6 de enero de 2015.
Otro día más en el que el desayuno transcurrió en un silencio casi sepulcral. Mis padres se interesaron en las noticias de la televisión, mi hermano comió la mayoría de lo que había en la mesa y yo me lamenté por verme como un zombi; me había desvelado la noche anterior, estudiando para la universidad.
Mientras estábamos en la mesa, los observé a través de mis pestañas y me llevé una mano al pecho, de manera involuntario. No me gustaba la situación en la que nos encontrábamos. Odiaba el malestar que apresaba mi corazón. Estábamos tan enfrascados en nuestras preocupaciones, que nuestra interacción era nula.
Mi hermano me acompañaba a la universidad desde mediados de noviembre del año pasado, ya que su trabajo quedaba cerca y no le gustaba que anduviera sola en taxi. Ese día alegó que debía salvarme de una muerte potencial, pues llovería. Aunque amara los días así, suponían un problema para mí y para mi torpeza natural.
Sí, porque nací acompañada de una increíble mala suerte y una admirable capacidad de estampar mi cara contra el piso.
Nos despedimos de nuestros padres y anduvimos cautelosos al salir de casa. Las calles estaban atestadas de personas que corrían apresuradas y de autos que luchaban contra montículos de nieve.
Contemplé cómo las gotas caían por la ventanilla del primer taxi que encontramos libres; era lo único interesante que podía hacer, dado que Christopher se dedicó a teclear en su celular durante la primera mitad del camino.
Estaba tomándose demasiado en serio lo de ser «el segundo hombre de la casa», una de las personas que nos proveía del dinero necesario para llevar adelante a nuestra familia. Y, como había hablado con mis amigas, estaba esforzándose por conseguir nuevas oportunidades laborales; eso lo preocupaba y lo mantenía tan callado y apagado.

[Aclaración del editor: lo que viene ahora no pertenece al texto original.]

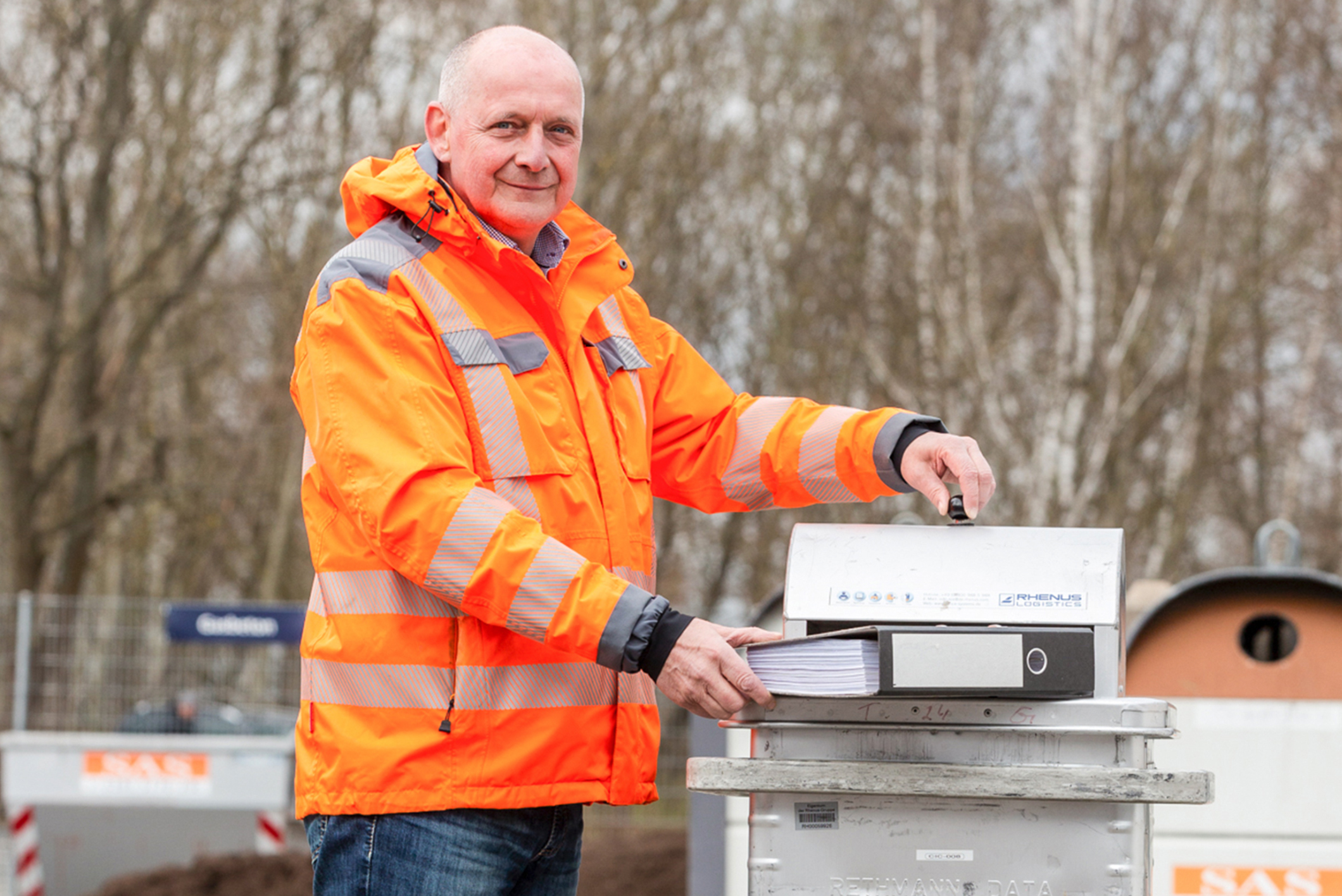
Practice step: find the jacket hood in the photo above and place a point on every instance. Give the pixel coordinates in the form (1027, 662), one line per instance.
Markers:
(375, 188)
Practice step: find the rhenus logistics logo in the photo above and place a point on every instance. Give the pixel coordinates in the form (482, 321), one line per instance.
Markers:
(1043, 599)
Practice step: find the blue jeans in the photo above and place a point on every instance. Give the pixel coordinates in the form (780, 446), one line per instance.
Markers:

Me descubrió mirándolo más de la cuenta, así que apagó la pantalla del móvil y me encaró.
Le sonreí con los labios cerrados.
—Soy la menos indicada para hablar, pero dale un descanso a tu cabeza, hermanito —le sugerí.
Me devolvió la sonrisa y se vio los dedos. Al fin reunió el valor para verme a los ojos.
—Ayer... ¿fuiste a probar suerte en un conservatorio? —me preguntó, como quien no quiere la cosa, evitando responder mi anterior comentario con esa sutileza que lo caracterizaba.
Abrí los ojos de hito en hito y me sobresalté. Chris apenas encogió los hombros.
—Te conozco, Lizzy, por eso lo supuse ⸺puntualizó⸺. Me alegra, sé cuánto quieres esto.
Ensanché el gesto en mis labios al percibir la sinceridad en su voz. Relajé los músculos tensos de mis hombros y de mi cuello, y recibí el apretoncito cariñoso que me dio en la mano. Sus ojos curiosos, grises como los míos, no se apartaron de mi cara.
—Tengo que esperar los resultados —respondí a su pregunta implícita.
Se removió los cabellos ondulados y achocolatados de la nuca y alzó el dedo índice.
—Si entras, te ayudaré a financiar lo que te haga falta.
Apreté los labios y cerré los ojos. Por eso no quería contarle nada: no quería que acumulara otra carga sobre sus hombros. Y no quería que él también tuviera que pagarme algo.
Acercó la palma abierta de su mano a mi boca y fijó su mirada surcada por ojeras de un violeta claro en mi rostro.
—Empieza a vivir y a cumplir las metas que dejaste de lado por mucho tiempo, enana. Lo digo en serio. Ya tuviste muchos problemas para lograrlas.
Expulsé el aire alojado en mis pulmones y me armé de valor para replicarle.
—Los escuché hablando, Chris —murmuré; la voz me tembló un poquito—. Quiero empezar a vivir, sí, pero también me preocupo por ti y por papá.
Alzó sus cejas ligeramente arqueadas y delgadas, sorprendido. Luego, negó repetidas veces con la cabeza.
—Encontraré una solución, ¿está bien? ―Como no le respondí, apretó mi mano de nuevo—. ¿Confías en mí, enana?
Mis labios formaron un gesto contrariado. Desvié la vista a nuestras manos agarradas.
—Confío en ti, sí, pero...Respóndeme una cosa: ¿estás empezando a pensar también en ti? —soné reprobadora, no pude evitarlo.
Lo abracé, agradecida por su apoyo, antes de que me contestara.